Statement on Nabeel Rajab by The Hon. Jane Harman, Director, President and CEO, the Wilson Center
WASHINGTON – For a second time since he received the Ion Ratiu Democracy Award last year at the Wilson Center, human rights activist Nabeel Rajab has been detained by the Government of Bahrain.
"On behalf of the Wilson Center, I urge Mr. Rajab's prompt release," said former Congresswoman Jane Harman, current director, president and CEO. "The Government of Bahrain would be wiser to tolerate dissent and promote the free expression of views. Events in the region in the past year make clear that local voices will not remain silent and repression will be resisted," she added.
The Ion Ratiu Democracy Award aims to bring international recognition to the ideas and accomplishments of individuals around the world who are working on behalf of democracy. Whether in exile from repressive regimes or operating within emerging democracies, recipients of the Ion Ratiu Democracy Award are democracy advocates with the type of life-changing experience in Washington that Ion Ratiu encountered as a young Romanian democracy activist in the 1970s and 1980s. The Award provides a month-long scholarship at the Wilson Center during which awardees have an opportunity to immerse themselves in the scholarly, policymaking, and NGO communities in Washington, D.C. Recipients also provide the keynote address at an international symposium on major issues confronting their democratic activism.
Nabeel Rajab received the award in a ceremony at the Wilson Center in Washington D.C. in December 2011. When Rajab was badly beaten during a rally in the Bahraini capital of Manama in January 2012, Jane Harman joined the State Department in expressing concern direct to the Bahraini Ambassador to the United States and called for a full investigation into the incident.
Notes to editors:
- The Wilson Center provides a strictly nonpartisan space for the worlds of policymaking and scholarship to interact. By conducting relevant and timely research and promoting dialogue from all perspectives, it works to address the critical current and emerging challenges confronting the United States and the world.

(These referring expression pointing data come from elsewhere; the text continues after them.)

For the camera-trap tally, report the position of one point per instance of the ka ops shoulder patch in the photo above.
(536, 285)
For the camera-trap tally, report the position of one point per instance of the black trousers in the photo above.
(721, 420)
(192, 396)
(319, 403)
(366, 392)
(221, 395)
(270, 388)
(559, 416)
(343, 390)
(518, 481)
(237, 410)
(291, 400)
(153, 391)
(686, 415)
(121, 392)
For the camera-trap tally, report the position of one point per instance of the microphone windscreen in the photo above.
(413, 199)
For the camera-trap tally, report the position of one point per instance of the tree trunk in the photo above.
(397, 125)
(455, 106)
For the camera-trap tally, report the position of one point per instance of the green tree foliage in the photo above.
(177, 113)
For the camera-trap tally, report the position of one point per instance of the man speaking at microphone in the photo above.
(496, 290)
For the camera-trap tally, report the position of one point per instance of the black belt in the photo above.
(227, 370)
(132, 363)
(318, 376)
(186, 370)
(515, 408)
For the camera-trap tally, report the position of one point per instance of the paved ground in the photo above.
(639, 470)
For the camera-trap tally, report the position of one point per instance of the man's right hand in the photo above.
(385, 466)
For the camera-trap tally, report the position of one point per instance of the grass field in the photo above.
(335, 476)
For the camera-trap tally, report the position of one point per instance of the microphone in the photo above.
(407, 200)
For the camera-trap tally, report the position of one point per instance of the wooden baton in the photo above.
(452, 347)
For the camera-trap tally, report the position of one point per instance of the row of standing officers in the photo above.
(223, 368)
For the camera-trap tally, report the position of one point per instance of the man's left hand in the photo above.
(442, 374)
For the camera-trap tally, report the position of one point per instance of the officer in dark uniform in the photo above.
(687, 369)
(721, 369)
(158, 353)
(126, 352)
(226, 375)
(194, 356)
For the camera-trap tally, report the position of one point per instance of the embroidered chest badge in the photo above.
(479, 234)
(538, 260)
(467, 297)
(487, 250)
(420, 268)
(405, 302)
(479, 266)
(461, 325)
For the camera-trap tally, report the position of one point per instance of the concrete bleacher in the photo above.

- Ion Ratiu was a prominent Romanian democracy activist and one of the most outspoken opponents of the Romanian Communist Party that ruled from 1947-1990. He lived in political exile in London from 1940-1990, from where he devoted himself to the pursuit of a free and democratic Romania and helped found the World Union of Free Romanians, to which he was elected as president in 1984. He returned to Romania after the fall of the communist regime in 1990, and was elected to parliament.
- Past Ion Ratiu Democracy Award recipients include Sergio Aguayo (Mexico, 2005); Saad El-Din Ibrahim (Egypt, 2006); Anatoli Mikhailov (Belarus, 2007); Eleonora Cercavschi (Moldova, 2008); Adam Michnik (Poland, 2009); andOleg Kozlovsky (Russia, 2010).